Benchmarking Time: DC is all about boundaries

Posted by Jessica Ball

Washington DC is an interesting city. When the original plans were being made in the 1780s and 1790s, they called for a 100-square-mile area to be allocated for the city, and George Washington (who was President at the time) wanted to include the City of Alexandria in Virginia. But the Residence Act, passed in 1791, specified that all the federal buildings had to be on the Maryland side of the river (mostly because someone realized that the law allowed the President to choose the location and some members of Congress didn’t want him taking advantage of that and including his own property to the south of Alexandria). So we ended up with a diamond-shaped District 10 miles on a side, overlapping both Virginia and Maryland, with the actual city in Maryland.

arnold-map_1862-dc-plan

The surveyers began their work at Jones Point, a small peninsula south of Alexandria (click the map to see where it is at the southern tip of the diamond). Jones Point is a neat place even without that distinction; it was a site of Native American occupation for thousands of years, was used for shipping and fishing in the 18th and 19th centuries, and even hosted a shipyard during the first World War. The 19th-century Jones Point Lighthouse is also a neat little building, but what I find most interesting about it is that the seawall it’s built on holds the first boundary stone from the 1791-1792 survey of the District of Columbia

The lighthouse and a bit of the seawall (the boundary stone is unfortunately not easy to see).

The lighthouse and a bit of the seawall (the official boundary stone, inside the white picket fence, is unfortunately not easy to see). One of the new boundary stones is to the right; since the photo is looking roughly south, this would be the bottom left limb of the diamond.

Even though the boundary stone is hard to see (it’s in a cage topped with a really clouded-up glass cover, so no pictures), you can see the markers that have been put in to delineate the survey lines – there’s one to the right of the photo. And here’s another one, close-up:

A new boundary stone in Jones Point Park

A new boundary stone in Jones Point Park – the black bit at the top is part of a metal inlay in the top of the monument indicating the actual boundary line.

But the point of these posts is benchmarks, and like any good survey, this one has a proper federal benchmark as well.

Benchmark by the southern boundary of Washington DC.

Benchmark by the southern boundary of Washington DC.

This one is pretty beat-up, but it was put in place by the Virginia-Maryland Boundary Commission in 1929 as part of a survey to resolve the dispute over where the boundaries of Maryland ended and Virginia began; originally Maryland claimed everything including the river, up to the shoreline, but this is a bad way to mark your state boundaries because shorelines shift. (Virginia and Maryland have been fighting for centuries over who owns what in relation to the Potomac River, since at one time shipping and fishing rights were very important and water rights are still a big deal today.) The benchmark was accompanied by a lovely explanatory plaque:

Who owns what?

Who owns what? Maryland gets most of the river, but Virginia gets to take water out.
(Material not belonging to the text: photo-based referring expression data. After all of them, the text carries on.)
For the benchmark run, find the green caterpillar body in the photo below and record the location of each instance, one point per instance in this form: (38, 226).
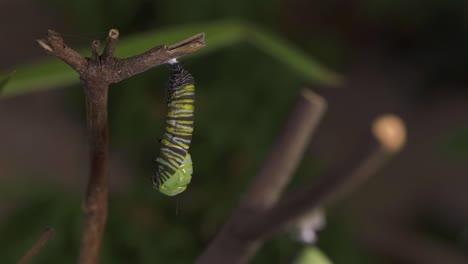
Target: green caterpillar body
(174, 164)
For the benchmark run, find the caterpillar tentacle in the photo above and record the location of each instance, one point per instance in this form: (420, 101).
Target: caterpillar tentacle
(174, 164)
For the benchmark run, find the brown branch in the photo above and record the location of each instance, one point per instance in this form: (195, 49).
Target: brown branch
(45, 236)
(244, 231)
(269, 183)
(156, 56)
(367, 159)
(96, 73)
(405, 246)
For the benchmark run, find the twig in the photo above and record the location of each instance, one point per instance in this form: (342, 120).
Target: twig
(243, 232)
(269, 183)
(388, 138)
(96, 73)
(45, 236)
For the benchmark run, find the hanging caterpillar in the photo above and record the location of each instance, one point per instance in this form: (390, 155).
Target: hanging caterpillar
(174, 164)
But wait, you say! If this is the edge of the District of Columbia, why is that benchmark only talking about Maryland and Virginia? Well, that’s because from 1840-1846 Virginians lobbied their General Assembly and Congress to approve a retrocession – basically giving back the bit of DC on the Virginia side of the Potomac to Virginia. This happened for a number of reasons: Congress sets the budget for DC and they were financially neglecting the City of Alexandria (this is still a big problem in DC nowadays); the Residence Act had forbidden any federal government buildings from being erected on the Virginia side of the river; and rumors about abolitionist movements in the capital made Alexandria, a major center of slave trade, worried about economic implications. In 1846 the lobbying paid off and Congress passed a law returning all the District’s territory south of the Potomac River back to the Commonwealth of Virginia (although the General Assembly didn’t approve the subsequent referendum until the next year). The 31 square miles donated by Virginia went back to the Commonwealth, leaving DC with 69 square miles of land and a decidedly wonky outline.